Limitations & Future Work

  • PSM preference maps come from unsupervised features of generic backbones, which may not perfectly align with true human preference — directions with high variance are not necessarily what humans care about. The backbone choice (DINO vs SAM vs ResNet) significantly impacts results.
  • Lack of comparison with "direct dense reward models": ViPO assumes rewards are scalars, but if a spatially-aware reward model is used directly, the necessity of indirect distillation via PSM remains unconfirmed. ⚠️ Implementation details (specific backbone configs, etc.) are in the supplementary material and not fully detailed in the main text.
  • Sensitivity to smoothing hyperparameters: Performance drops sharply with \(\sigma{=}0.5\), suggesting \(\sigma\) and \(K\) might need re-tuning for new models or resolutions.
  • vs DanceGRPO / FlowGRPO: They implement online RL by converting Flow-matching ODEs to SDEs but still use a single scalar advantage.

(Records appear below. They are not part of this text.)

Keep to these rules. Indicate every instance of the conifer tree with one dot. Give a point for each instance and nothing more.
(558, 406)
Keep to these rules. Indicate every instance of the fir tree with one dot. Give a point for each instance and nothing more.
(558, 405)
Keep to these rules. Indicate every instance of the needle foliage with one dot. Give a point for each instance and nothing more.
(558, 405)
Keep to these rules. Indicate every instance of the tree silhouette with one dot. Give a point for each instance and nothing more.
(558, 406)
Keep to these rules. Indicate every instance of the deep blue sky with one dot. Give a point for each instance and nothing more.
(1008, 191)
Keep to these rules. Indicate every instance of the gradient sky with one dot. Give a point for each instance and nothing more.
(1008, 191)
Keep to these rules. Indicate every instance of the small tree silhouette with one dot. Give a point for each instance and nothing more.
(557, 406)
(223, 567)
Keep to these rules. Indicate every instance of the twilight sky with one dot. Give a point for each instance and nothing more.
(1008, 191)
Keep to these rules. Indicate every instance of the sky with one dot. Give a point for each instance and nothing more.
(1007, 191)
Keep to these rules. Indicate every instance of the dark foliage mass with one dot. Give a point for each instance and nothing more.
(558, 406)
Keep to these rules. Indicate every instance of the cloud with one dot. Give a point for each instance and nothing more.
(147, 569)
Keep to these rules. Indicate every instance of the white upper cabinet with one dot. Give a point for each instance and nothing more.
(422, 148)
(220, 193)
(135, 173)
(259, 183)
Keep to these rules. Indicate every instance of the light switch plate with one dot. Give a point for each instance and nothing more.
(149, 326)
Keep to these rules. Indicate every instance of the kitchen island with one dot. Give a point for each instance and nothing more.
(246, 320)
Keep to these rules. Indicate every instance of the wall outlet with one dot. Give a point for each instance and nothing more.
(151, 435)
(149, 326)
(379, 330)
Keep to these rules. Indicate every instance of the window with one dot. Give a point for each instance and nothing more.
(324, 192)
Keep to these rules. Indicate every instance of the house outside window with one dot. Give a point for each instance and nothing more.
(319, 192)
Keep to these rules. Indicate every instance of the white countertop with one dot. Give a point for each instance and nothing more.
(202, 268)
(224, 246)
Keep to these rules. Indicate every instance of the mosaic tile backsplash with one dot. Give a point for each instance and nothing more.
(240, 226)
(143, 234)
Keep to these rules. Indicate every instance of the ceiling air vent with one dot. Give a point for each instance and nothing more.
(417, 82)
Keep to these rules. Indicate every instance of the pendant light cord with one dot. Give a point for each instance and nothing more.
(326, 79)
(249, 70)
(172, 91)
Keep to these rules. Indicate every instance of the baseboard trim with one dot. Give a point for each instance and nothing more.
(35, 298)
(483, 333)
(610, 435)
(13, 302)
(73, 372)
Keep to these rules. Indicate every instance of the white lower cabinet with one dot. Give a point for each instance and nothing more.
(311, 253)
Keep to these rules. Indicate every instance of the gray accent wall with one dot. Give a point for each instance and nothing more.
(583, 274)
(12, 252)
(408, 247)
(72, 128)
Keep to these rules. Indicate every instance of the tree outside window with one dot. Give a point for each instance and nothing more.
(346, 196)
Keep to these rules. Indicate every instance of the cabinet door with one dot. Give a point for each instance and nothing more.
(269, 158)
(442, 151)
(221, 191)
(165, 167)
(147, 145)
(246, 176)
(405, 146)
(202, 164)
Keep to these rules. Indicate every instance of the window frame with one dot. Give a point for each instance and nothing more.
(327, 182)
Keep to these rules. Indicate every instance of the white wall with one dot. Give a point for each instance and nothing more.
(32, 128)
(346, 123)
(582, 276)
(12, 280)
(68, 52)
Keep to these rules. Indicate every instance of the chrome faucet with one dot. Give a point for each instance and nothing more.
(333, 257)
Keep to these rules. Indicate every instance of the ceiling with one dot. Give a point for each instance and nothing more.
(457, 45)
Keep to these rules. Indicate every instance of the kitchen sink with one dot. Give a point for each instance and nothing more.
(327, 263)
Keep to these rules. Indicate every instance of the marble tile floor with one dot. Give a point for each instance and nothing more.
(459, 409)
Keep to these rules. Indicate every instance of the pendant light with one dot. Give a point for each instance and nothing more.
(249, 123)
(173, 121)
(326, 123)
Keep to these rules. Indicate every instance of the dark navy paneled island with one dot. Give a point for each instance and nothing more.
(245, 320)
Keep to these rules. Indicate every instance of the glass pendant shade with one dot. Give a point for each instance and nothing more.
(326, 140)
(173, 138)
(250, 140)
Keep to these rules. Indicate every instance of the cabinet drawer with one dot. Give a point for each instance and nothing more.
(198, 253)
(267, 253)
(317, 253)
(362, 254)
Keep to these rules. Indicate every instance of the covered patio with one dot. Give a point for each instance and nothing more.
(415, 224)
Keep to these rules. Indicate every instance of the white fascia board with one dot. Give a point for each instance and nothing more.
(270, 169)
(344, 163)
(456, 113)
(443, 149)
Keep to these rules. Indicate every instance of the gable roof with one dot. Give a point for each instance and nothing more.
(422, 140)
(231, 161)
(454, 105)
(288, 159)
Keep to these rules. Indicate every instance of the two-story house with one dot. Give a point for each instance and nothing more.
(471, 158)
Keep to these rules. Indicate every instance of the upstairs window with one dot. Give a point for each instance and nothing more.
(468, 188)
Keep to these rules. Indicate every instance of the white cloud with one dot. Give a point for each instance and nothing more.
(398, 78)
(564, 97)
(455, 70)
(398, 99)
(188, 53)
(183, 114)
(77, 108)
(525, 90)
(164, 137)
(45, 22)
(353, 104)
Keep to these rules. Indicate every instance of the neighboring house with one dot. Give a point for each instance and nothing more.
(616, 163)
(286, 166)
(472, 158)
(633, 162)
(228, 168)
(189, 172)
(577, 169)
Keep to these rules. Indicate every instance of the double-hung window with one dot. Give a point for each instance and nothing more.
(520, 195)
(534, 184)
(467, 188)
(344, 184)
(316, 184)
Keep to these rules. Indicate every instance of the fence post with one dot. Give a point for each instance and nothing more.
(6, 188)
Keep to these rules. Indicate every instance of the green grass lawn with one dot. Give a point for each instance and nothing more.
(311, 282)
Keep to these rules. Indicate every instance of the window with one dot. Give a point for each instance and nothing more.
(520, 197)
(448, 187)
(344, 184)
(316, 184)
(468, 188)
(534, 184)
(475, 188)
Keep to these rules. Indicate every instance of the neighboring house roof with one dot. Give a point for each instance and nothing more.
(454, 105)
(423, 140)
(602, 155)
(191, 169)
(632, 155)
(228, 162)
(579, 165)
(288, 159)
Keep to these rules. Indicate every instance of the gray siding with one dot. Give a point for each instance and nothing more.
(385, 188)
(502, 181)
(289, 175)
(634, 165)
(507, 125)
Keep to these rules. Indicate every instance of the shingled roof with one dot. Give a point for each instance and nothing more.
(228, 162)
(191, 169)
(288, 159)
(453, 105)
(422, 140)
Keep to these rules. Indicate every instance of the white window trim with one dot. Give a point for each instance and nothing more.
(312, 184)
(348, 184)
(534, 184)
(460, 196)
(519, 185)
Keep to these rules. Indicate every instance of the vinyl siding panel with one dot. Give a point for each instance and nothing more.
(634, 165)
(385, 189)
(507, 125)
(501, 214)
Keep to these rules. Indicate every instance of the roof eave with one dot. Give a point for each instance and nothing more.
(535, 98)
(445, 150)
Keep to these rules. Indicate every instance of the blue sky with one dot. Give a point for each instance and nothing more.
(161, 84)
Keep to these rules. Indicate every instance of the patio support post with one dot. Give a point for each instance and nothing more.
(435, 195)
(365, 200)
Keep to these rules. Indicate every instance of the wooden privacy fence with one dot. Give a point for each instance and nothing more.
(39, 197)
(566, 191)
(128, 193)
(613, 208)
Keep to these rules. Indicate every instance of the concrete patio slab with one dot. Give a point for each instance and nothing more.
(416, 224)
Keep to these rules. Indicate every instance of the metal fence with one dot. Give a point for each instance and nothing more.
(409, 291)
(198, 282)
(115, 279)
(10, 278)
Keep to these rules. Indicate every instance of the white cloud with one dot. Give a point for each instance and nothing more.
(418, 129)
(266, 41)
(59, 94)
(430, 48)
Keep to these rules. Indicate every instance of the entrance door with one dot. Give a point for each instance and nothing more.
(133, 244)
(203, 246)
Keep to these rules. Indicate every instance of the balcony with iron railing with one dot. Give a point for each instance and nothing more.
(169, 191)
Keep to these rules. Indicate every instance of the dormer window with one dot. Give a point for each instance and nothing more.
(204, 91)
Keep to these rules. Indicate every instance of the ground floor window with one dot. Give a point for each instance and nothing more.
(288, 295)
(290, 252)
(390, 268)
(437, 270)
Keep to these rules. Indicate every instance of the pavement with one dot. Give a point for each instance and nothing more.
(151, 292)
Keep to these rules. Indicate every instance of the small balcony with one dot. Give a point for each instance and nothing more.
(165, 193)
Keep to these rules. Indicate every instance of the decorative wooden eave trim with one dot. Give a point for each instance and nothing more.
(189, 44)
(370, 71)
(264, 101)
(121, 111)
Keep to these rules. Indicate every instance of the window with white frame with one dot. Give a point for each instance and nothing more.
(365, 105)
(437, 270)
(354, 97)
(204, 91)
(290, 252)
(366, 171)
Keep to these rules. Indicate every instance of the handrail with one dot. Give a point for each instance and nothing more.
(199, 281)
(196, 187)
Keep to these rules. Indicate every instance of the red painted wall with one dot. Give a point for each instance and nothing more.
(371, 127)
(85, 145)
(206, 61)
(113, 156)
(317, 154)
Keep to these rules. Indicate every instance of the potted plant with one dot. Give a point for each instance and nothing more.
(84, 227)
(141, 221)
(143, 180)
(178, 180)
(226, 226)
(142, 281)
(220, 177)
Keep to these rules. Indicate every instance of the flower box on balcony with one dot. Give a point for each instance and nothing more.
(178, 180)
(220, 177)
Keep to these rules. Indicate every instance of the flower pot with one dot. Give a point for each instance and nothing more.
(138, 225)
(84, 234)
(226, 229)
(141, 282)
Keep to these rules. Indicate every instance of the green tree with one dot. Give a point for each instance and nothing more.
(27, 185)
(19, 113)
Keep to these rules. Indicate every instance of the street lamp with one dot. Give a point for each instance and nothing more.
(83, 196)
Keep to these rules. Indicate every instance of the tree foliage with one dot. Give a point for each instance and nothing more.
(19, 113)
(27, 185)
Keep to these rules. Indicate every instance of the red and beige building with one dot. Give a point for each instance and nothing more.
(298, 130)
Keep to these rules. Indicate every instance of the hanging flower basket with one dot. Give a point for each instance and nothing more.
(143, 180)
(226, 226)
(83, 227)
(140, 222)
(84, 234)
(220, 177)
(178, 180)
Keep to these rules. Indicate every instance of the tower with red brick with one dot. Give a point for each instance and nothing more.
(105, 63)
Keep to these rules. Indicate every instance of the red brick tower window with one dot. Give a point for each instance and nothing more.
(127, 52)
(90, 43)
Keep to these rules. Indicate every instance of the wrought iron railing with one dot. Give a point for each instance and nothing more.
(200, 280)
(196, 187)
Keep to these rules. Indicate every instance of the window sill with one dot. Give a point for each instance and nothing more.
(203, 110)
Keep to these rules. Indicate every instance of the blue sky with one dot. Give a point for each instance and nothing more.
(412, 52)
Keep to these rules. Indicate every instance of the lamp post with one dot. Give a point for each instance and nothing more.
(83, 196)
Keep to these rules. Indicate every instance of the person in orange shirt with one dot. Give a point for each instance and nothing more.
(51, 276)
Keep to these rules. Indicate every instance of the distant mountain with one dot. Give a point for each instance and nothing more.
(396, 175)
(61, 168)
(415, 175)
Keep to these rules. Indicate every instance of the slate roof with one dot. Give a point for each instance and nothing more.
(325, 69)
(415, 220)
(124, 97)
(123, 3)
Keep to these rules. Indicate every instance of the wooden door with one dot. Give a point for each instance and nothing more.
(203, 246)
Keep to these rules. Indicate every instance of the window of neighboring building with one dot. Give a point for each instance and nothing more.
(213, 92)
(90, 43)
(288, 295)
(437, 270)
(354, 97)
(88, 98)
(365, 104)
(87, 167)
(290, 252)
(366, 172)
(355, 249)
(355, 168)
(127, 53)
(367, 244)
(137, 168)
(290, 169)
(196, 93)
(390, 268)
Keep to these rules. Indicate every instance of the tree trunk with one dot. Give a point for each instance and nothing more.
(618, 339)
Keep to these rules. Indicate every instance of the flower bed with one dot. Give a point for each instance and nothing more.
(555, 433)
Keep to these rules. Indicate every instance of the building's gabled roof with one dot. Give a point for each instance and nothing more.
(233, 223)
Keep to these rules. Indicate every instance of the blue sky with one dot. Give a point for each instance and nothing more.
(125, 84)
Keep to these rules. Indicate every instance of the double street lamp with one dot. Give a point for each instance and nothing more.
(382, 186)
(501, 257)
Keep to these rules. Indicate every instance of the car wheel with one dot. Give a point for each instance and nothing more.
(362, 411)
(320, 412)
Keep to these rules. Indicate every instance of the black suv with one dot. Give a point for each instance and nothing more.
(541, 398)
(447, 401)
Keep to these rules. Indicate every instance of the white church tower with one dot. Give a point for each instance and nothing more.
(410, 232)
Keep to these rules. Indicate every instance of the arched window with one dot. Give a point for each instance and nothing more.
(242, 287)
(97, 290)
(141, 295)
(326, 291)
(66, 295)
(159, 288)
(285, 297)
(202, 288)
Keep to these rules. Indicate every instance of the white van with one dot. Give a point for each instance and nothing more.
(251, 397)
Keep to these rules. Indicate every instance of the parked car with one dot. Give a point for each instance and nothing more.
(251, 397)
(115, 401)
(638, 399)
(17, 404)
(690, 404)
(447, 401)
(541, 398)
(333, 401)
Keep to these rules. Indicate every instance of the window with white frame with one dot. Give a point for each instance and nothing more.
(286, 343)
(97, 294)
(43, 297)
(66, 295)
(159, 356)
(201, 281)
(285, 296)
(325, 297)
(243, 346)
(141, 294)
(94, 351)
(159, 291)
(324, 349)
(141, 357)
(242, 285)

ViPO reuses their reward calculation and redistributes advantages, serving as an orthogonal enhancement.
  • vs Perceptual Loss: Perceptual loss approximates human perceptual similarity via CNN feature differences for reconstruction targets. ViPO uses "perceptual features" as a weight map for RL credit assignment on the policy advantage, sharing a similar philosophy but acting on a different level.
  • vs Scalar Visual Reward Models (HPSv2 / PickScore / VisionReward): These models capture fine-grained cues but only output scalars without indicating "what is good or bad." ViPO does not reinvent the reward model but uses PSM to supplement spatial structure from the generated content side.

Rating

  • Novelty: ⭐⭐⭐⭐ Introducing spatial credit assignment to visual GRPO via label-free PSM advantage redistribution is refreshing.
  • Experimental Thoroughness: ⭐⭐⭐⭐ Image/video tasks, three backbones, human/rule-based rewards, and complete ablations, though comparison with spatial reward models is missing.
  • Writing Quality: ⭐⭐⭐⭐ Clear logic from motivation to method to ablation; formulas are concise.
  • Value: ⭐⭐⭐⭐ Plug-and-play, architecture-agnostic, and can directly enhance existing GRPO visual alignment pipelines with high practical utility.